Hello, I need to do a motif density plot of the whole genome, as we have a subset of 400 genes where we expect a higher motif density than in the whole genome.
I thought that it would make sense to use motif scanning tools for this. I decided it might make sense to go with 1500bp upstream and the first 500bp of a gene (inspired by how interferome.org does their TF analysis).
HOMER and FIMO are both tools that can do motif scanning and both appear to be in use. Is there any discussion on which tool is actually better? In the posts I found, people explained what tool they went with but they would never explain the reasoning behind their choice. How can I make an informed decision? The only clue that I have is the latest releases - which is 2019 for HOMER and 2023 for MEME.
Secondly, (in the case of FIMO) I wondered about the choice of bgfile.

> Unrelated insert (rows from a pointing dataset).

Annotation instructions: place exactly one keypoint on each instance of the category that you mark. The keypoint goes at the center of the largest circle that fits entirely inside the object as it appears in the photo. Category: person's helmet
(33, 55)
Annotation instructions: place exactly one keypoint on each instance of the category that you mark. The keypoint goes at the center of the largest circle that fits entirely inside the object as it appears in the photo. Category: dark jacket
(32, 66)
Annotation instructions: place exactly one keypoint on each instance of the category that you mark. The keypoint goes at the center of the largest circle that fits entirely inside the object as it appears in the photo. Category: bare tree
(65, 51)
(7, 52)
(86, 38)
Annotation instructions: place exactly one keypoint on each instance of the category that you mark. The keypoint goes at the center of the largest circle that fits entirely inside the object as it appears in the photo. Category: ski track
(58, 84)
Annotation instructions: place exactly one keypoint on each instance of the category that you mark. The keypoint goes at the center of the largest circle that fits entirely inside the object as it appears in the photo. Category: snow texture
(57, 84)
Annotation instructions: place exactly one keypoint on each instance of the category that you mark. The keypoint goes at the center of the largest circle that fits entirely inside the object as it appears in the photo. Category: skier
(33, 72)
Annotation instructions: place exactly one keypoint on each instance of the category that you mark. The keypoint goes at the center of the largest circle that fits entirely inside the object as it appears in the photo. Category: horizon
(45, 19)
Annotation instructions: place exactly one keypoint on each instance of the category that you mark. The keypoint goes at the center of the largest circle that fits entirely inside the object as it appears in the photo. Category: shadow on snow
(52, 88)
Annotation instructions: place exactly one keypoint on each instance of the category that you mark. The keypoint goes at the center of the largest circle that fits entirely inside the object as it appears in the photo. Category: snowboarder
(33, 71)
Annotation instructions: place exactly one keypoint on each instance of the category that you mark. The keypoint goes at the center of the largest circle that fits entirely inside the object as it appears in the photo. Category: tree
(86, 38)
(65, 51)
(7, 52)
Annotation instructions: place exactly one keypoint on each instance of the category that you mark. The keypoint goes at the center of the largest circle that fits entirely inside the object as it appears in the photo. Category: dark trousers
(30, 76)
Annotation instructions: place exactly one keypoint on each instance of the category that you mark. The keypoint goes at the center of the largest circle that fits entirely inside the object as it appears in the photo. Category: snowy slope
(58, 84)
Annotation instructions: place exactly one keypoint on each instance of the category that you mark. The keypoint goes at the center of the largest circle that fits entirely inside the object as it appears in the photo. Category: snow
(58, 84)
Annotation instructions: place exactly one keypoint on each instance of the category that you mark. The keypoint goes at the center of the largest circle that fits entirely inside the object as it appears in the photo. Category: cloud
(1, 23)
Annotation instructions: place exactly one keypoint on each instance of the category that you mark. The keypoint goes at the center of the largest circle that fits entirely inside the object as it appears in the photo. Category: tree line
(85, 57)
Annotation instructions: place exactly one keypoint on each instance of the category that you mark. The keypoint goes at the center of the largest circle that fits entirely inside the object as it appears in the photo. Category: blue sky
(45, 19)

There is good documentation on the available choices (https://meme-suite.org/meme/doc/fimo.html), but there is no discussion on what I am supposed to used. Intuitively, using the whole genome as a background (with order five) seems reasonable to me (https://biology.stackexchange.com/questions/41714/why-are-fifth-order-markov-models-the-ones-most-often-used-for-gene-prediction), there is also the suggestion to use the sequences themselves (Best Practices For Using Fimo For Motif Scanning) Also I wondered if I have to perform the analysis on a per-chromosome basis (as outlined here: https://bioinformatics.stackexchange.com/questions/2467/where-to-download-jaspar-tfbs-motif-bed-file/2491#2491) or whether I can use a single background model for all my sequences. Also, as I want to analyse both the density for all the genes and my subset of genes, do I need different background here?
Thirdly, FIMO seems to very hesitant with whole genome scanning overall("Does it make sense to scan all the promoters in a genome with transcription factor motifs using FIMO?"; https://meme-suite.org/meme/doc/fimo-tutorial.html) whereas this is not discussed in HOMER (http://homer.ucsd.edu/homer/motif/genomeWideMotifScan.html). So I wondered - Is my approach fundamentally flawed anyway, are there different tools/approaches to get the motif density?
Hi mb,
I am looking in the same direction. Did you get any clue on how to proceed with HOMER and FIMO to identify TF binding sites in promoters?
Thank you!
I don't want to discourage you but motif finding is nice in theory but doesn't work in practice. You can try it with known motifs and their target genes and see for yourself.
I've found FIMO to have good negative predictive value (when comparing to ChIP).